As a concrete example, Lumen researchers saw JDY scans probing for CVE-2026-35616 shortly after Fortinet publicly disclosed the FortiClient EMS flaw, underscoring the botnet's speed at homing in on newly publicized vulnerabilities. The report also notes that JDY's most prominent targets span a range of sectors, with the U.S. military and associated entities singled out.

What this means for security teams, CISA, and affected device vendors

  • Security teams and technologists: Defenders should ensure routers, firewalls, and IoT devices are running the latest security updates and patches, disable unnecessary internet-exposed administrative interfaces, restrict remote management access, replace default credentials, and monitor for unusual outbound scanning activity originating from edge devices—measures cited directly in the report as ways to prevent devices from being recruited into reconnaissance networks.

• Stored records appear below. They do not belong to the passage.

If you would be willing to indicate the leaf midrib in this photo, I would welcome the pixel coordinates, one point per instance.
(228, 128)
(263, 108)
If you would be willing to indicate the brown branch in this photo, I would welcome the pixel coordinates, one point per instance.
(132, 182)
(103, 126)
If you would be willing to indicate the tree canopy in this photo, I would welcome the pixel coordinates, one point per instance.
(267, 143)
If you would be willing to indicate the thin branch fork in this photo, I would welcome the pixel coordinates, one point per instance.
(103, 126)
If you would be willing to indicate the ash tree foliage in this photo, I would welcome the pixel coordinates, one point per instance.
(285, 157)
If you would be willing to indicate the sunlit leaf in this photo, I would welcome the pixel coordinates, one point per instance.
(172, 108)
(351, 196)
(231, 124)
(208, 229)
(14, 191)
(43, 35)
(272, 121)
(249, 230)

  • CISA and regulators: The report echoes previous warnings from CISA about the risk posed by Volt Typhoon operatives to unprotected SOHO routers and reiterates CISA's urging that network device vendors eliminate vulnerabilities in SOHO router web management interfaces (WMIs) during design and development.
  • Affected vendors (Cisco, Ubiquiti, Fortinet, Linksys, Hikvision, DrayTek, Araknis, Mimosa Networks): Vendors whose products appear in the compromise list should prioritize patching and hardening guidance for customers, and consider design changes to reduce exploitable management interfaces—steps consistent with the report's defensive recommendations.

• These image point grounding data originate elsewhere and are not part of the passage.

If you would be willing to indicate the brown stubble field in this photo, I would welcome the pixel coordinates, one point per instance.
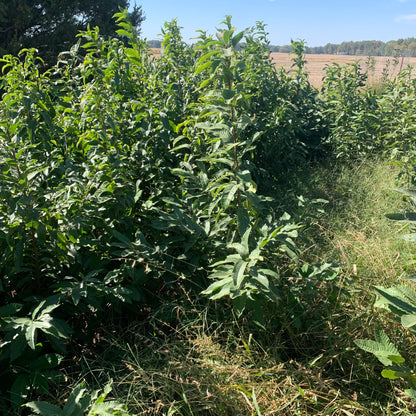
(316, 64)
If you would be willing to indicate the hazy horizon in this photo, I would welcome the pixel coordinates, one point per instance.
(318, 23)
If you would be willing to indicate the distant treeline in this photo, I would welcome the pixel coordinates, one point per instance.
(401, 47)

The JDY botnet illustrates a shift in tradecraft: smaller numbers of compromised edge devices used not to flood targets with traffic but to harvest high-fidelity reconnaissance for rapid exploitation. Black Lotus Labs' findings tie that reconnaissance directly to post-disclosure activity and to targeting that places U.S. military networks "as the most prominent." Organizations dependent on SOHO and IoT edge equipment now face a clear choice outlined in the report—patch, reduce exposure, and monitor outbound scanning—or risk having their devices turned into sensors for advanced persistent threats.